During the 1950s and 1960s, almost every prefabrication company and concrete contractor produced one or more types of hollow core slabs. This can be seen in a table that lists producers of lightweight concrete products in Belgium, published in the architectural journal Neuf in May-June 1972 (see also chapter 1 on lightweight concrete). The table listed 15 manufacturers of prefabricated floors made of lightweight concrete. And although the table did not include all manufacturers, but only those using particular types of lightweight concrete and companies associated with the Union des Agglomérés de Ciment de Belgique (UACB), still it mentioned 11 companies producing precast floors that have not been discussed in this chapter, i.e. Gebroeders Bastijns, Bauwens-De Cap, Decovlam, Depauw, G. De Rijcke, P. Maessem, Omnia Limburg, J. Remacle, Usines Dauchot, G. Vandewalle, and Warnant.

Thus an enormous variety of prefab floor systems and products was available in Belgium during the post-war period. These were quite diverse with respect to materials, dimensions, weight, and loadbearing capacity. Therefore, many manufacturers published brochures that gave an overview of the available products in different dimensions, including the maximum service loads (usually between 200 and 500 kg/m²) for maximum spans. The content of such catalogues was very alike, with similar sales arguments, drawings, and tables and graphs showing the relationship between span and load. They were drafted in such a way that an architect could easily use them to choose an appropriate product, without the help of an engineer.
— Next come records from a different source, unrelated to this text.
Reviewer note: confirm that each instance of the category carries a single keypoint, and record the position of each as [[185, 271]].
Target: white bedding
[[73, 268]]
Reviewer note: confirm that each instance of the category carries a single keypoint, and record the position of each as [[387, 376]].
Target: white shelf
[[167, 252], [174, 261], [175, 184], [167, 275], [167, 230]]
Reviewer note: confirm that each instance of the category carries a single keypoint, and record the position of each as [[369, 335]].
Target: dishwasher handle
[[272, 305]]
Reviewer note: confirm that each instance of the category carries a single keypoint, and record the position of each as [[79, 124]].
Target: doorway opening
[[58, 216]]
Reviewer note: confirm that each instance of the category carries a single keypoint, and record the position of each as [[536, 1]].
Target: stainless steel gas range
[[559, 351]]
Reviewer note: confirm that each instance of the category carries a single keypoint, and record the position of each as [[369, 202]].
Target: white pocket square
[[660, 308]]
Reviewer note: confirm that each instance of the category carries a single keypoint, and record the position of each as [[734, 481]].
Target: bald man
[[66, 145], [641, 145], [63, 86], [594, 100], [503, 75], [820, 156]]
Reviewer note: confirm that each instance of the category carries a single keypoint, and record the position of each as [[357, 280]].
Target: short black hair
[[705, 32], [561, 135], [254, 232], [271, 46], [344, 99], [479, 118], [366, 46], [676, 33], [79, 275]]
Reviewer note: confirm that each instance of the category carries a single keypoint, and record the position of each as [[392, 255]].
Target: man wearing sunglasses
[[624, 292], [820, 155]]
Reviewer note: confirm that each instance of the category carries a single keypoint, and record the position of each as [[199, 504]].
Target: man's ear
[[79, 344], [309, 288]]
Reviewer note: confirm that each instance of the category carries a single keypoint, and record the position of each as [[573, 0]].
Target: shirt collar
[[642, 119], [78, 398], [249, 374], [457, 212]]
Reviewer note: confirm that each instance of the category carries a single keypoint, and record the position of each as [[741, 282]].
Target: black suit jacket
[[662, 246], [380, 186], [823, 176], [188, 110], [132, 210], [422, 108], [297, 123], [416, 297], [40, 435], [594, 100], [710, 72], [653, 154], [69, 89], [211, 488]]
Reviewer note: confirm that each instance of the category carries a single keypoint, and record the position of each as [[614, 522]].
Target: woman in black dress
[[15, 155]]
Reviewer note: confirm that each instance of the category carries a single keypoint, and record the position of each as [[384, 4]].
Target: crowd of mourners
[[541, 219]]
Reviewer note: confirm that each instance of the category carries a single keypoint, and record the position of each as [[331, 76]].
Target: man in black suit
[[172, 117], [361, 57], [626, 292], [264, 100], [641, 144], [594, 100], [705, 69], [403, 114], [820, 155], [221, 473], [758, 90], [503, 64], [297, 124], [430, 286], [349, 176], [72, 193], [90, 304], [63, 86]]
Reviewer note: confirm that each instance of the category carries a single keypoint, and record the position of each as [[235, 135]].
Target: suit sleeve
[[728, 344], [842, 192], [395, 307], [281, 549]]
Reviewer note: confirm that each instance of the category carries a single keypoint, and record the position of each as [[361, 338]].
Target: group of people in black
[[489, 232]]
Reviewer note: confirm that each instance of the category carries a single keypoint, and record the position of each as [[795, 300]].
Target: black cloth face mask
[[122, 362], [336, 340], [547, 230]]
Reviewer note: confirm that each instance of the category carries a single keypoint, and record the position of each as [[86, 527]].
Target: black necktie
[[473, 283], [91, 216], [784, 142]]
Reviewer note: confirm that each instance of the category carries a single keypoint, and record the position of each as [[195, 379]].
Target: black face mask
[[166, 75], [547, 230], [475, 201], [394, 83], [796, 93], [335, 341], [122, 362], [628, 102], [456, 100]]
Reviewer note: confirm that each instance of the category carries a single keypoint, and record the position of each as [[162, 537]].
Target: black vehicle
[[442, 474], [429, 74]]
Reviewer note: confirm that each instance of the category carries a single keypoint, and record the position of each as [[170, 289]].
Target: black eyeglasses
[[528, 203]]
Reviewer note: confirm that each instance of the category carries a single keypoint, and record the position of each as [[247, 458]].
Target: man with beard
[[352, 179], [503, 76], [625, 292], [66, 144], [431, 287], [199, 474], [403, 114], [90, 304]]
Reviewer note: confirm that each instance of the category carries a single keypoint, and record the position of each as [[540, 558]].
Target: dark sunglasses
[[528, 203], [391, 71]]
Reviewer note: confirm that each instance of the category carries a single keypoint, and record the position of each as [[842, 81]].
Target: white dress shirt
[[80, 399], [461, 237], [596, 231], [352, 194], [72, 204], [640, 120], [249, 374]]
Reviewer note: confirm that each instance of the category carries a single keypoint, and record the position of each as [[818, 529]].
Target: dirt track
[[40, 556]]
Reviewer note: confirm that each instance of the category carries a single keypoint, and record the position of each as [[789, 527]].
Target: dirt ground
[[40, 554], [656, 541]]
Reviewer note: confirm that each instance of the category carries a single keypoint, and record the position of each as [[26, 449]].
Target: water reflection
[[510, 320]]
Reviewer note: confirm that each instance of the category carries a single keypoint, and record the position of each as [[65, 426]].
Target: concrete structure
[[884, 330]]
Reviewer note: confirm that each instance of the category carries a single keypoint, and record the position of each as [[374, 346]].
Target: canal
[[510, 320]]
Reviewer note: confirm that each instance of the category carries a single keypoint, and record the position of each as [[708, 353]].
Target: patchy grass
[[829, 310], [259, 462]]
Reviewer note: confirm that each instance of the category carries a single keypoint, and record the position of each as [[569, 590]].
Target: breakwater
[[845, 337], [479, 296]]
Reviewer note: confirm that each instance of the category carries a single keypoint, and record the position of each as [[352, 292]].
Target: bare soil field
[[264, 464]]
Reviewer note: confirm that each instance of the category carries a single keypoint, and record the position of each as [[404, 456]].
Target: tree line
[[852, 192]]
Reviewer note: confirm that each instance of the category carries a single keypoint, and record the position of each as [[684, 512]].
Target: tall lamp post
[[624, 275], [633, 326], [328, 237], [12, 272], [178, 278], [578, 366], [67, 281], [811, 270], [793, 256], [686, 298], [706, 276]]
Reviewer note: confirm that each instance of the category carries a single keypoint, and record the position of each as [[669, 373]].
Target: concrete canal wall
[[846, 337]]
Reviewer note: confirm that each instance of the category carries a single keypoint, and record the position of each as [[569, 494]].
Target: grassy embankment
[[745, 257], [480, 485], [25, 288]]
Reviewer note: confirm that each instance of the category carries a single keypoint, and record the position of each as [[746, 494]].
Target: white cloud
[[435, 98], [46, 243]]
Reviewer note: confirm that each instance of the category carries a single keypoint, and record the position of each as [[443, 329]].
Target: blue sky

The choice of a prefab concrete floor thus became a merely practical topic, not an issue that was subjected to debate or discussion.

common practice in Brussels

Considering houses built in the Brussels Capital Region published in architecture journals between 1945 and 1975, and specifically those for which construction techniques were described, approximately 30% of them contained prefabricated floor systems. Unfortunately, the floor manufacturer was hardly ever explicitly mentioned by name. Apart from the rare references to B.A.S.C., Novobric, and Monotub, almost every article described the floor system in very general terms, as if the use of precast floor elements was so common and familiar that there was no need to go into detail. Usually floors were simply referred to as hollow core slabs, sometimes with extra adjectives (prefabricated, tubular, or insulating). A few times the material of the floor was mentioned (mainly concrete or reinforced concrete, occasionally terracotta or autoclaved gas concrete). Once constructed and finished – usually with a layer of plaster covering the bottom and wooden flooring or tiles on top – the difference between one and another was hardly visible.

Looking at the company catalogues and commercial brochures to see how and where precast floor systems were used in postwar housing in Brussels, some specifically referred to applications in Brussels, but did not provide much detail. Vibrabeton, for instance, included many examples where their hollow core slabs Ultra had been used, e.g. 296 apartments in the social housing complex Le Home at the Chaussée Romaine in Brussels, as well as in apartment buildings in Brussels, Molenbeek, Uccle, Anderlecht, and Auderghem. Yet Vibrabeton did not include any construction details for these applications.
One company in particular seemed to focus very much on the Brussels market: B.A.S.C. In a commercial brochure dating from the end of the 1940s or the beginning of the 1950s, it listed numerous projects, especially in Brussels, and referred to more than 80.000 m² of B.A.S.C. floors used in apartment buildings, of which over 90% were located in Brussels (including 50 apartment buildings in Brussels, Woluwe-Saint-Lambert, Ixelles, Uccle, Anderlecht, Etterbeek, Molenbeek, Schaerbeek, Forest, Ganshoren, Laeken, and Saint-Gilles). The most famous project (and also one of the largest, with 9.000 m² of B.A.S.C. floors) are probably the apartment buildings Leopold and Albert in the Leopold district, by architects Jean-Jules Eggericx and Raphaël Verwilghen, built just before and right after the Second World War (1935-1951).